Control Assessed as Stronger
AMF operates under strong control and oversight from the state. President of Azerbaijan and the government set the fund's strategic objectives, define lending and funding policies and appoint members of AMF's board of directors and supervisory board. The latter has five members, including Deputy Ministers of Economy, Finance and Labour, and also Deputy Head of The State Housing Construction Agency, and Deputy Chairman of Azerbaijan's central bank.
The supervisory board approves AMF's development strategy, annual budget and investment programmes. It monitors the entity's operations, use of budgetary funds, debt levels and liquidity position. AMF's cash account is held in the central bank.
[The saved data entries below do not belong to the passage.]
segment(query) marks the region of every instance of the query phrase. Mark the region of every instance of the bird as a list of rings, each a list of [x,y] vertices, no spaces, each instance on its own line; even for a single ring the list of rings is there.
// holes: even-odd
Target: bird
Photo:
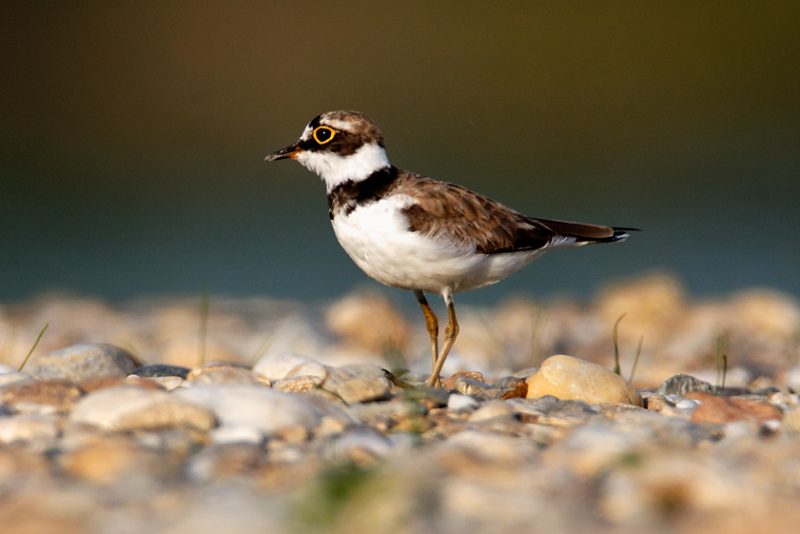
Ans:
[[[636,228],[529,217],[461,185],[390,163],[381,129],[358,111],[316,116],[293,144],[266,156],[319,175],[339,244],[368,276],[413,291],[431,345],[429,387],[459,333],[454,293],[494,284],[549,249],[623,241]],[[447,310],[439,320],[425,293]]]

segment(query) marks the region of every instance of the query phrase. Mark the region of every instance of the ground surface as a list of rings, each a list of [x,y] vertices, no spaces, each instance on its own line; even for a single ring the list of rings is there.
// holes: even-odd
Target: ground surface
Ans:
[[[697,301],[650,276],[590,302],[459,312],[445,387],[431,390],[421,316],[382,294],[324,306],[63,295],[0,306],[2,530],[800,522],[797,301],[761,290]],[[605,369],[623,314],[626,378],[643,339],[633,386],[599,399],[617,387]],[[542,396],[555,361],[579,367],[553,371],[563,389]]]

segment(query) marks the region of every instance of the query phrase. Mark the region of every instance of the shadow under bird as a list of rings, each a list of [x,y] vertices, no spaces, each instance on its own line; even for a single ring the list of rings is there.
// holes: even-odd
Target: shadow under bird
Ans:
[[[528,217],[465,187],[398,169],[381,130],[356,111],[315,117],[296,143],[265,160],[287,158],[325,182],[333,231],[356,265],[414,292],[430,335],[430,386],[439,383],[458,336],[454,293],[499,282],[548,249],[613,243],[636,230]],[[425,291],[447,306],[441,350]]]

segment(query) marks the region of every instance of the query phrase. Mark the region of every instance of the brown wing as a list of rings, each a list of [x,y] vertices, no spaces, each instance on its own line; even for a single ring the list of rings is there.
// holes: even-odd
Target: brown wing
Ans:
[[[392,193],[413,196],[409,229],[475,247],[482,254],[536,250],[553,243],[610,243],[636,228],[536,219],[465,187],[400,171]]]
[[[393,193],[413,196],[403,210],[409,228],[495,254],[546,246],[555,232],[499,202],[464,187],[401,172]]]

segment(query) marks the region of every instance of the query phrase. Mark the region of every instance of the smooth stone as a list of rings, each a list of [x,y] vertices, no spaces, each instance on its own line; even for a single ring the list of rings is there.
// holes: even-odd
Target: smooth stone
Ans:
[[[800,408],[793,408],[784,414],[783,428],[791,435],[800,434]]]
[[[5,375],[8,373],[16,373],[16,372],[17,369],[15,367],[11,367],[10,365],[0,363],[0,375]]]
[[[492,400],[484,402],[480,408],[472,412],[469,416],[469,421],[477,423],[491,419],[511,419],[513,416],[514,410],[509,403],[501,400]]]
[[[524,399],[528,395],[528,381],[516,376],[504,376],[494,383],[494,387],[499,393],[497,398],[502,400]]]
[[[678,401],[678,403],[675,405],[675,408],[677,408],[678,410],[694,410],[699,405],[700,403],[695,400],[683,399],[681,401]]]
[[[480,371],[458,371],[442,380],[442,388],[448,391],[455,390],[459,393],[465,393],[462,391],[465,380],[486,383],[486,379]],[[465,394],[468,395],[469,393]]]
[[[113,376],[124,378],[138,366],[134,356],[107,343],[81,343],[34,356],[25,370],[40,378],[85,378]]]
[[[186,380],[194,384],[260,384],[248,369],[235,365],[211,365],[192,369]]]
[[[800,393],[800,365],[795,365],[786,371],[786,385],[795,393]]]
[[[474,410],[480,406],[480,403],[469,395],[462,395],[460,393],[451,393],[447,399],[447,408],[449,410]]]
[[[75,406],[70,421],[116,431],[186,426],[205,432],[216,424],[214,415],[199,403],[127,385],[87,395]]]
[[[333,462],[369,465],[391,453],[392,441],[372,429],[358,428],[335,436],[324,445],[322,456]]]
[[[172,394],[211,410],[221,426],[255,429],[265,435],[293,425],[313,429],[324,415],[317,405],[301,395],[264,386],[208,384]]]
[[[259,444],[264,441],[264,434],[254,427],[223,425],[211,431],[211,441],[217,445],[229,443]]]
[[[388,399],[392,391],[386,371],[369,363],[331,367],[320,387],[346,404]]]
[[[296,354],[267,354],[253,366],[253,374],[264,376],[271,382],[292,376],[326,377],[324,365],[313,358]]]
[[[136,375],[131,375],[136,376]],[[130,379],[130,376],[128,377]],[[160,387],[166,389],[167,391],[172,391],[173,389],[177,389],[184,385],[186,382],[183,378],[179,376],[154,376],[150,378],[145,378],[147,382],[153,382],[154,384],[158,384]]]
[[[667,398],[669,398],[668,395],[684,397],[692,391],[712,392],[714,391],[714,386],[705,380],[700,380],[690,375],[675,375],[665,380],[658,388],[658,393],[667,396]]]
[[[259,440],[260,441],[260,440]],[[258,442],[217,442],[194,455],[187,464],[189,477],[197,481],[220,481],[247,476],[264,461]]]
[[[28,373],[20,373],[12,371],[10,373],[0,374],[0,388],[8,384],[16,384],[17,382],[30,382],[33,377]]]
[[[458,432],[437,449],[440,454],[452,455],[454,463],[465,462],[467,465],[474,465],[475,462],[519,465],[538,452],[533,441],[479,430]]]
[[[39,411],[42,407],[68,411],[81,395],[80,388],[69,380],[34,380],[3,387],[0,402],[24,412]]]
[[[0,417],[0,443],[38,442],[46,448],[60,432],[59,418],[53,415],[20,414]]]
[[[141,376],[142,378],[160,378],[164,376],[178,376],[180,378],[186,378],[186,375],[189,374],[190,370],[191,369],[188,367],[182,367],[180,365],[151,363],[137,367],[131,371],[131,374]]]
[[[284,393],[308,393],[310,391],[319,390],[324,378],[321,376],[302,375],[291,376],[289,378],[282,378],[276,380],[272,384],[272,388]]]
[[[58,458],[63,472],[99,486],[154,484],[167,476],[163,454],[119,436],[99,437]]]
[[[694,392],[689,397],[699,401],[692,412],[693,423],[732,423],[735,421],[765,422],[781,420],[780,410],[766,402],[739,397],[719,397],[710,393]]]
[[[527,398],[545,395],[562,400],[582,400],[590,404],[642,404],[636,390],[618,374],[596,363],[565,355],[547,358],[539,370],[528,378]]]

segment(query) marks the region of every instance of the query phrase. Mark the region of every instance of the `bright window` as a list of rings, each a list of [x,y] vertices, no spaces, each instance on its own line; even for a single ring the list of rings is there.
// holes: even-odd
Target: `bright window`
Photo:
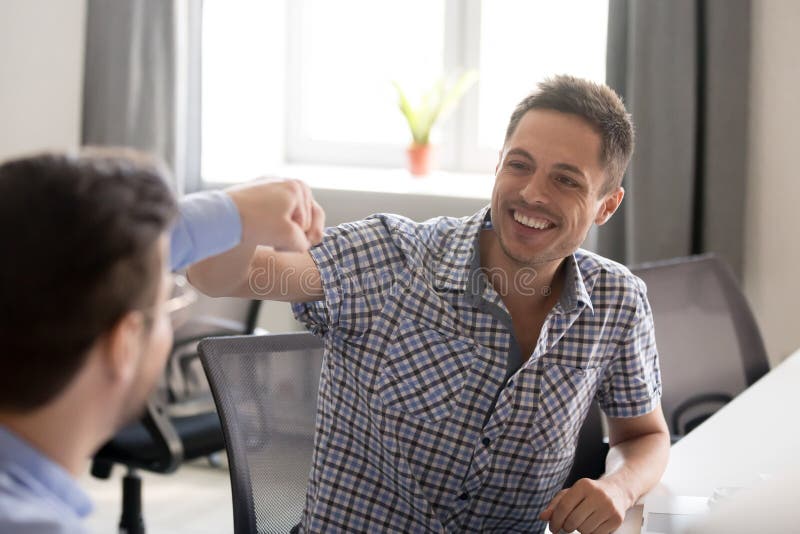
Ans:
[[[514,106],[547,76],[605,82],[606,2],[500,0],[484,2],[481,15],[481,147],[502,141]]]
[[[285,164],[403,167],[392,81],[480,79],[434,130],[439,168],[491,172],[511,110],[538,81],[605,79],[603,0],[205,0],[202,172]]]
[[[442,72],[444,1],[311,0],[301,24],[308,31],[294,103],[302,134],[312,141],[404,143],[405,126],[386,105],[396,99],[388,82],[421,84]]]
AMF's IFRS financial statements are audited by an independent external auditor for no more than three years.
Integration Assessed as Stronger
Fitch views AMF's integration into the general government sector as strong. While AMF's accounts are not consolidated in the central government's budget, AMF benefits from steady equity injections from the state budget and the central bank's buy-back guarantee for its bonds. Since end-2016, AMF is empowered with a right to issue sovereign-guaranteed bonds, which also supports our assessment of AMF's integration with the state as strong.
AMF has been receiving annual state contributions since its establishment. As of end-2016 the cumulative contributions totalled AZN316m and the government has approved an additional AZN50m equity injection in 2017. The central bank's buy-back guarantee provides sound liquidity support to AMF's bonds on the secondary market, which is evident from the central bank's holding of most of AMF's AZN335m outstanding bonds at end-2016.
For 2017, Financial Stability Board, which is governed by Azerbaijan's Prime Minister, has approved a new AZN200m guaranteed bond issue by AMF. Fitch expects that AMF will continue to benefit from state support over the medium term, unless the government changes its social housing funding policy.
Profitability Supported by Low-Cost Funding
Fitch projects AMF to remain profitable over the medium term, in line with its historical trend, which is supported by low-cost funding and the adequate quality of mortgage portfolio. However, Fitch estimates that the return on equity (net income/equity and reserves) ratio could moderately decline to 1.65% from an average 1.97% in 2014-2016 since AMF became an income taxpayer from end-2016.
AMF's operating activities have recovered since end-2016 after almost a full year of sluggish operations brought on by the entity's reorganisation. Fitch projects AMF's mortgage portfolio could grow 30%-40% in 2017 after a slight decline in 2016 (unaudited 2016: AZN539m), supported by an AZN50m equity injection and upcoming AZN200m bond issue.
Distressed Macroeconomic Environment
AMF was negatively affected by the continued recession and subdued economic activities in the country in 2016. This was due to lower oil prices and subsequent manat devaluation, amid continued rebalancing of sovereign finances and a weak banking sector. The government's policy response to the challenging macro environment is still under development, which could impact AMF in the medium term. AMF continues to operate with a narrow planning horizon as a result of a single-year sovereign budgetary framework.
A rating change would be triggered by changes to the ratings of the sovereign.
A weakening of linkages with the government through changes to the legal status of AMF leading to a dilution of control, or reduced state support due to weaker integration with the sovereign could result in the ratings being notched down from the sovereign ratings.